But this is not a discussion about church history per se. It is an exploration of the practices associated with the religion today. Much is happening in the name of Christianity and the church. By churchianity, I refer to the rites which make up the religious experience on the continent today. It is not so much a reference to Christianity as a spiritual relationship an individual has with the Christ.

Thus in my view, much of what is happening masquerading as Christianity is in fact Churchianity. When you see a self-styled prophet bathe in a drum and have congregants drink from the water which he hands them, that for me is churchianity. When you see self-styled prophets serve congregants millipedes or grass, then I have no option but to call these bizarre acts the extremes of churchianity.
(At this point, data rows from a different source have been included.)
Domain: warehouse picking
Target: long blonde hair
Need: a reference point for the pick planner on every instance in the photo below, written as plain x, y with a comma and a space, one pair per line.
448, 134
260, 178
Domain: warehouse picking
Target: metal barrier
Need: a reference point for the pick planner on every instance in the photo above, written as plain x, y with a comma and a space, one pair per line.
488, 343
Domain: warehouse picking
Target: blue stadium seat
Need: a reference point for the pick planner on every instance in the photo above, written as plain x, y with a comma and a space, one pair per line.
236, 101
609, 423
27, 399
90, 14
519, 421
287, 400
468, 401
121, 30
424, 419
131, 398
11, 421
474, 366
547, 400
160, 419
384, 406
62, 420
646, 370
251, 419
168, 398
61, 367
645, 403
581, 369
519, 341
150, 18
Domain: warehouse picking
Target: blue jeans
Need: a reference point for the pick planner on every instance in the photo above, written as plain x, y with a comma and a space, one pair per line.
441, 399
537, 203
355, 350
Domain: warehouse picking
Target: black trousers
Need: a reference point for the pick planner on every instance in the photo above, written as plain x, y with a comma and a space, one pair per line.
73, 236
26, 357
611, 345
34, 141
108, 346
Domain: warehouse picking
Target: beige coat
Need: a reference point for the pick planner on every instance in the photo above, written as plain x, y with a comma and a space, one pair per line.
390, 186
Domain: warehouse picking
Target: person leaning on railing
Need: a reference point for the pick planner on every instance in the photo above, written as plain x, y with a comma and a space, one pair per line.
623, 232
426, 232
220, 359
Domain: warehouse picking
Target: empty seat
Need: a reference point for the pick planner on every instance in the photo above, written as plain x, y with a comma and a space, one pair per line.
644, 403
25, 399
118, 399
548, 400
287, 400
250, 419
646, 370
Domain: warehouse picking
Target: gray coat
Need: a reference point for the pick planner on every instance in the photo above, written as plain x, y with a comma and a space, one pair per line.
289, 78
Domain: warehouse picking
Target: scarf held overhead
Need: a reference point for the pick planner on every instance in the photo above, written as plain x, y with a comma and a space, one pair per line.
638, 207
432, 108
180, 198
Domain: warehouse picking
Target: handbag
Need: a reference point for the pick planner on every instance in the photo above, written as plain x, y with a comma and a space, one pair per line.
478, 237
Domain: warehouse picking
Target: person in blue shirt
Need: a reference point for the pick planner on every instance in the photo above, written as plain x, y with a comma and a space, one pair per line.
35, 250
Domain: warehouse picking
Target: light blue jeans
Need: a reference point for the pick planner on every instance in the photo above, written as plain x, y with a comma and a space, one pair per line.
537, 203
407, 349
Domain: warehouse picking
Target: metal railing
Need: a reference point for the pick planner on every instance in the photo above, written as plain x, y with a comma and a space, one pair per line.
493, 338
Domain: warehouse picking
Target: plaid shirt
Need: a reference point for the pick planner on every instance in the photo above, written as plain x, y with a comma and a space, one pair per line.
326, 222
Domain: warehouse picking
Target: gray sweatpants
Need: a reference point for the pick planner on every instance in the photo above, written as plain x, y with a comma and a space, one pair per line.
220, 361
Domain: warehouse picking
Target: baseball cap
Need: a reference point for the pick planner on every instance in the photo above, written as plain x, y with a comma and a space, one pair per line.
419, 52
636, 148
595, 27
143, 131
How is it even feasible? How do otherwise sensible folk debase themselves to such an extent?

Sleights of hand

Magic, which is the power of apparently influencing events or things by supernatural forces, is rife in the so-called church. That is my supposition. When a self-styled man of God waves his hand and a whole mass of believers fall to the ground in what appears to be a trance-like state, I marvel how such displays of power can really be from the very inspiration of God. It is vanity in motion. But it happens willy nilly these days.

I even saw one video in which one self-styled prophet conjures a whirlwind which he said was the presence of God. I daresay these things are inducements for the skeptical to believe that God is working through their agency.

Miracles are the major draw cards of the new church age. Last year, one of the prophets feigned a resurrection in South Africa. Turned out that the raised man was just a shyster who wanted to help his equally ambitious prophet cultivate a reputation of being supercharged with the supernatural. Such perfidy is commonplace and the gullible rush on. Apparently, it is not enough to be a mere pastor these days, they must also be “apostle doctor prophet something”.

All bad apples?

Well, my judgment is that there could be some truly righteous men and women left in this world. But religion is too rife in Africa and it is interwoven with mysticism and superstition. The syncretising is clearly maddening as churches are proliferating faster than any other enterprise. Anyone with some kind of “revelation” is setting up shop. There will be a range of products such as bangles and even holy oil to accompany believers in their “faith walks”.

Such is the epoch we are in. It is an epoch of belief and unbelief. Will African lives be saved by this thronging toward the temples or the mosques? Will African economies turn around through prayer and fasting? Will the demons holding African economies back be “cast out”?

Parting shot

Someday, we will wake up as a people and realise that no one is coming for us and that the power is already within us and that the only demon worth casting is the demon of beggarliness. God long made us in His image and what we are praying for is already within our reach. Opening churches where factories must stand is not going to lift us out of poverty. Madzibaba or mbuya or sekuru is not the solution. Neither are political parties and their slogans. It is self-respect and the dignity of proper planning and work which will lead us to stop looking for crutches when our black feet are not lame!